Saturday 21 September 2019

Lee O'Connor: The 'very impressive young man' and Celtic's latest Irish recruit

Lee O'Connor of Republic of Ireland
Lee O'Connor of Republic of Ireland
Daniel McDonnell

Daniel McDonnell

AS a young kid from Waterford at Manchester United, it was inevitable that Lee O'Connor would be compared with John O'Shea.

The fact that he was a versatile defender that could play at centre half or in either full back position meant that the statement went far beyond geography.

O'Connor is also a popular and well adjusted teenager who has been regarded as captain material by both club and country on his move through the ranks

But he will not be following in O'Shea's footsteps by making the breakthrough into senior football at Old Trafford.

Instead, he has relocated north to Celtic after an unexpected move was completed ahead of the close of the Scottish transfer deadline last night.

O'Connor is the latest Irish prospect to make the move north of the border, following in the footsteps of Luca Connell and Jonathan Afolabi - two of his team-mates from his underage international career.
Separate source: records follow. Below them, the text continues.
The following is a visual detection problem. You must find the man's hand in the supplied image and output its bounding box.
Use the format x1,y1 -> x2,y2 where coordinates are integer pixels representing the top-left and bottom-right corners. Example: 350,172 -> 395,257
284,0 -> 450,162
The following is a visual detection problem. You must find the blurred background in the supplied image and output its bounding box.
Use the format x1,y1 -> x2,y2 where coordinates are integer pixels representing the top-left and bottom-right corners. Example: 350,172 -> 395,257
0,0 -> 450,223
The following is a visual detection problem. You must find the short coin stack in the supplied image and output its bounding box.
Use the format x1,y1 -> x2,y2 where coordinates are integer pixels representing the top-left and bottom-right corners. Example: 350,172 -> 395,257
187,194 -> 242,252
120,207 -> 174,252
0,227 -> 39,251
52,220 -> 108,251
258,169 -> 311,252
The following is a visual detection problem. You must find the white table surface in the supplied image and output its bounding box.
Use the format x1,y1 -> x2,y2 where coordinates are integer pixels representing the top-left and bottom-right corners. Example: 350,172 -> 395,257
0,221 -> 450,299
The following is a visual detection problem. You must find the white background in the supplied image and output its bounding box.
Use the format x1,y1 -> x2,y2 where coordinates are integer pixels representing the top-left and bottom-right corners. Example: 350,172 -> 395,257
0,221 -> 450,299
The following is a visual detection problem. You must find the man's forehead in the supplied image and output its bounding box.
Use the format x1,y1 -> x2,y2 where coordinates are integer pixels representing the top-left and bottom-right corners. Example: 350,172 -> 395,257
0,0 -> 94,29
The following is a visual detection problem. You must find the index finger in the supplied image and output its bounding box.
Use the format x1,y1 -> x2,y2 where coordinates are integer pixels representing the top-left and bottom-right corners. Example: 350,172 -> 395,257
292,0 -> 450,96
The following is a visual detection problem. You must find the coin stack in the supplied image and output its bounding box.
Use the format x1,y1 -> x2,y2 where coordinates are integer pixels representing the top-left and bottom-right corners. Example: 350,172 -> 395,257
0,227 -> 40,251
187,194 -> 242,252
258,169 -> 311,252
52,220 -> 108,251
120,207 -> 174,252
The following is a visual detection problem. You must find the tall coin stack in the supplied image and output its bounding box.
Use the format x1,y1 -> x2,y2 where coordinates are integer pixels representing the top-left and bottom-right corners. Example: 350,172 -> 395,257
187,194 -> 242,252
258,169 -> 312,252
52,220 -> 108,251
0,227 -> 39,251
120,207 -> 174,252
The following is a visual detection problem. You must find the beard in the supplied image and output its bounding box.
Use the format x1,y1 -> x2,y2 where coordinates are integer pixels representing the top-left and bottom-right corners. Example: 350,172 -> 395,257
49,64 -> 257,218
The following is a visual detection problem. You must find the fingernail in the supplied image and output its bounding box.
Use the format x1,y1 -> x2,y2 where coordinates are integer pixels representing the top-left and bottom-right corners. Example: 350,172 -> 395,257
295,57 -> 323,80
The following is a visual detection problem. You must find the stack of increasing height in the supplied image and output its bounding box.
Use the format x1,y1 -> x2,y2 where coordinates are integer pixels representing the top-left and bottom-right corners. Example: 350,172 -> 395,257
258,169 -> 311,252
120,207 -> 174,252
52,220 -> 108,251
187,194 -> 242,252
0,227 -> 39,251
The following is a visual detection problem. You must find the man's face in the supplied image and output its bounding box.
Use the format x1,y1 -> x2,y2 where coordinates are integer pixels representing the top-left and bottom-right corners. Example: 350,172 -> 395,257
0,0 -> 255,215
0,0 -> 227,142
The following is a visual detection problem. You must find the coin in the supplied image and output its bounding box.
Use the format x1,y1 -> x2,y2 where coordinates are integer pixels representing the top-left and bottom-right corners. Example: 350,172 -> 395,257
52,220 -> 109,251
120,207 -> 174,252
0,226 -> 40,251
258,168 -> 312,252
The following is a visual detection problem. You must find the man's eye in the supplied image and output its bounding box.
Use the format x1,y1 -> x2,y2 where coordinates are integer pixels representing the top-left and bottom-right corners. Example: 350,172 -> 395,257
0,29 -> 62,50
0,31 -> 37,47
Connell left Bolton this summer after training with Mick McCarthy's senior side, while Afolabi earned a three-year contract after his impressive displays in the European U19 Championships - in a side captained by O'Connor.

Both players suffered a gut-wrenching end to that competition when suspension ruled them out of the semi final loss to Portugal.

It was a boost for Tom Mohan that United allowed O'Connor to travel for that tournament.

But it possibly also told the player that his future lay elsewhere. He had gone through the visa requirements to travel with Ole Gunnar Solskjaer's team for their tour of China. However, they decided to go with other options and have now allowed O'Connor to depart on a permanent basis.

He was registered for United's Champions League panel ahead of their showdown with Barcelona in April, and was around the first team on a number of occasions without ever making the bench.

O'Shea and Darron Gibson did make the breakthrough this century, but O'Connor has arrived at the same crossroads that led Paul McShane and Robbie Brady to go in a different career direction - after outlasting other United hopefuls that fell by the wayside earlier.

In the name of development, it's probably a percentage call to go elsewhere in search of first team football although it will be far from straightforward at Celtic where there are a number of young prospects seeking to break into Neil Lennon's plans.

Indeed, his arrival was announced just after Celtic confirmed the capture of Dutch teen Jeremie Frimpong from Manchester City, another recruit from a big academy that can play in a number of positons.

Lennon could speak to his old boss Martin O'Neill if he wanted a recommendation. Ten months ago, O'Connor was brought to Denmark to train with the Ireland seniors in what proved to be O'Neill's final game in charge.

"He's a very impressive young man," said O'Neill at the time. "He's a quiet lad, as Nicky Butt said to Roy [Keane] about him. I've been very impressed with him — as a person and as a player. I don't think he's one of those lads who will get carried away with it."

O'Connor has since graduated into Stephen Kenny's U21 squad, nailing down a place as the first choice right back.

Yet he has also gained a lot of experience in the centre of defence for Manchester United's U-23 team.

He's short of six foot, which means that some managers will harbour concerns about his physicality when it comes to trusting him in a central defensive position at senior level.

O'Connor is a technically assured performer, however, and has time on his side in an attempt to figure out his future.

The news that United had opted to let him go did surprise fans that had closely followed his progress across his three years in England.

His challenge now is to prove that Solskjaer and his staff have made a big mistake.